Di kamar neneknya, ruangan sempit berukuran tiga kali tiga meter, Yusuf berpose di hadapan cermin dengan tempelan lakban coklat yang memanjang di bagian tengah. Cermin yang terselip di kerangka rumah berbilik bambu itu tak lebih besar dari satu halaman buku tulis tetapi cukup membuat Yusuf terpana oleh bayangannya sendiri.
Yusuf lupa terakhir kali bercermin. Selama ini ia memang menganggap hal itu tidaklah penting. Maka, ketika melihat rahang yang melebar dan lekuk wajah yang tegas Yusuf hampir tak percaya apakah seseorang di dalam cermin itu benar-benar dirinya.
Yusuf melipat kerah kemeja flanel bermotif kotak warna hijau dan hitam yang ia beli di toko pinggir jalan, sepulangnya bekerja di kebun Pak Jajang. Terlihat kaos putih di bagian tengah, di antara belahan kemeja yang sengaja tidak dikancingkan.
“Wih, kasep euy!” tutur Yusuf sambil mesem-mesem.
Lengan kemeja dilipatnya sampai setengah siku.
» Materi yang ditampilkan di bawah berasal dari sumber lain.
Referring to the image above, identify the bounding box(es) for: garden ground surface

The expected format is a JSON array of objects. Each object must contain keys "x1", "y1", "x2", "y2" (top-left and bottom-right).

Lalu Yusuf memasukan kedua telapak tangannya ke dalam saku celana jeans berwarna hitam. Dengan begitu Yusuf kini nampak seperti anak muda yang ‘kekinian’ kalau istilah jaman sekarang. Disebut begitu karena sehari-hari tampilan Yusuf seperti Si Kabayan, bersendal jepit, bercelana cingkrang dengan sarung yang di selempangkan di bahu.
Perlu kalian tahu, Yusuf sangat tidak pandai berdandan. Setelan seperti itu pun atas saran si penjual baju yang kini membuat Yusuf takjub sendiri.
Lalu, setelah puas memandangi pantulan wajahnya di cermin, tertegunlah Yusuf. Ia teringat permintaan Pak Jajang tadi sore. Yusuf bertanya-tanya, mengapa Pak Jajang tidak mencari pekerja baru. Di kampungnya, banyak anak muda lulusan SMA yang tentu lebih pandai darinya. Mengapa Pak Jajang malah repot-repot menyuruhnya kursus. Selain keluar biaya, hasilnya juga belum tentu sesuai harapan, batin Yusuf yang teringat akan kekurangan dirinya.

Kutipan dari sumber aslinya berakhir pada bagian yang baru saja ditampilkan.